Arbeiter helfen Zwangsarbeitern

Die IG Metall will brancheneigene Unternehmen dazu bewegen, dem Entschädigungsfonds für die NS-Zwangsarbeiter beizutreten – mit Hilfe einer Liste ■ Von Christian Semler

Berlin (taz) – Gutes Timing! Die Stiftungsinitiative der deutschen Wirtschaft zur Entschädigung der Zwangsarbeiter krebst gegenwärtig bei zwei Fünftel des zugesagten Fünf-Milliarden-Anteils herum. Um der großen Mehrheit der Zahlungsunwilligen Beine zu machen, hat heute die IG Metall in ihrer Zeitschrift metall eine Liste von 139 Firmen der Metallindustrie veröffentlicht, die während des Zweiten Weltkriegs Zwangsarbeiter beschäftigten und bis heute auf stur stellen. Die Liste lehnt sich eng an bereits veröffentlichte Listen an, nimmt aber auch die Ergebnisse eigener Recherchen auf. Obwohl sie nicht ganz auf dem neuesten Stand ist, ändert dies nichts an ihrer Tauglichkeit.

IG-Metall-Chef Zwickel findet im Begleitbrief harsche Worte für die Front der Verweigerer. Rechtssicherheit, also Schutz vor künftigen zivilen Klagen, dürfe es nur für diejenigen Firmen geben, die sich an der Finanzierung des Entschädigungsfonds beteiligen.

Den Kampf gegen diejenigen Firmen, die durch ihre Weigerung „die Opfer zum zweiten Mal verhöhnen“, hat die Führung der IG Metall bereits Ende 1998 aufgenommen, als sie ihre Mitglieder mit Materialien über die Zwangsarbeit bekannt machte. Ein entsprechendes Faltblatt mit gut recherchierten Fakten wurde anschließend mit einer 300.000er Auflage verteilt.

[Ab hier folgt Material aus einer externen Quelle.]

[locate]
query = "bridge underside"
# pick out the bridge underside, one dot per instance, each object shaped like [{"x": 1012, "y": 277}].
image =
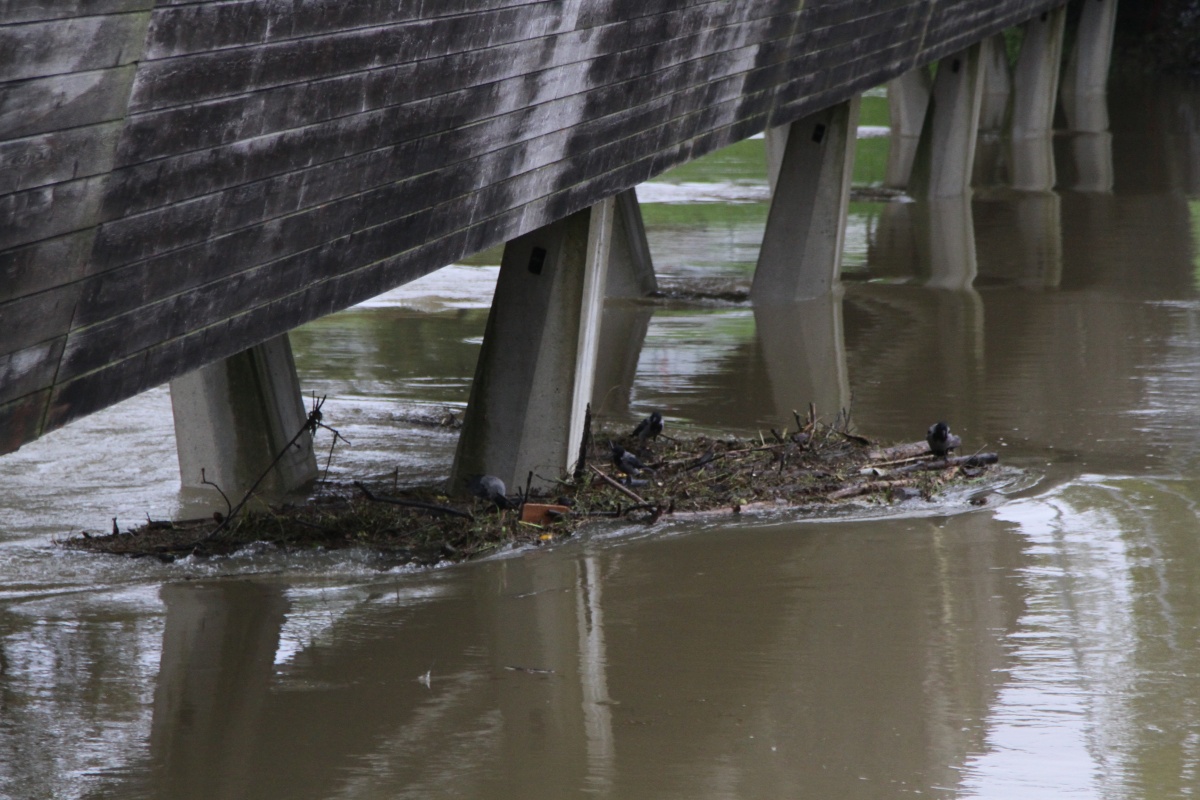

Die Vertrauensleute und Betriebsräte wurden aufgefordert, Zwangsarbeiter einzuladen, Prozesshilfe zur Durchsetzung ihrer Ansprüche zu leisten, Betriebsversammlungen durchzuführen, die Kollegen für das Anliegen der Bundesstiftung zu gewinnnen.

Hierbei stieß die IG Metall auf eine erwartbare Problematik: die der gespaltenen Loyalität. Bei großen, der Mitbestimmung unterliegenden Betrieben, war es relativ einfach, die Gewerkschaftsfunktionäre, Betriebsräte und Mitglieder der Aufsichtsräte für die Bundesstiftung zu gewinnen – falls es überhaupt versucht wurde. So war schon früher beispielsweise das VW-Modell einer Entschädigung von 10.000 Mark pro Zwangsarbeiter unter Mitwirkung der Gewerkschaft zustande gekommen. In mittleren und Kleinbetrieben hingegen neigten bislang die Betriebsräte dazu, auf der Linie der Firmeneigentümer zu argumentieren: „Uns geht es schlecht, für edle Gesten reicht das Geld nicht.“ Diese Haltung konnte sich auf die Zustimmung vieler Belegschaften von Klein- und Mittelbetrieben stützen, die meinten, nach 50 Jahren sollte man endlich Schluss machen mit der „Wiedergutmachung“.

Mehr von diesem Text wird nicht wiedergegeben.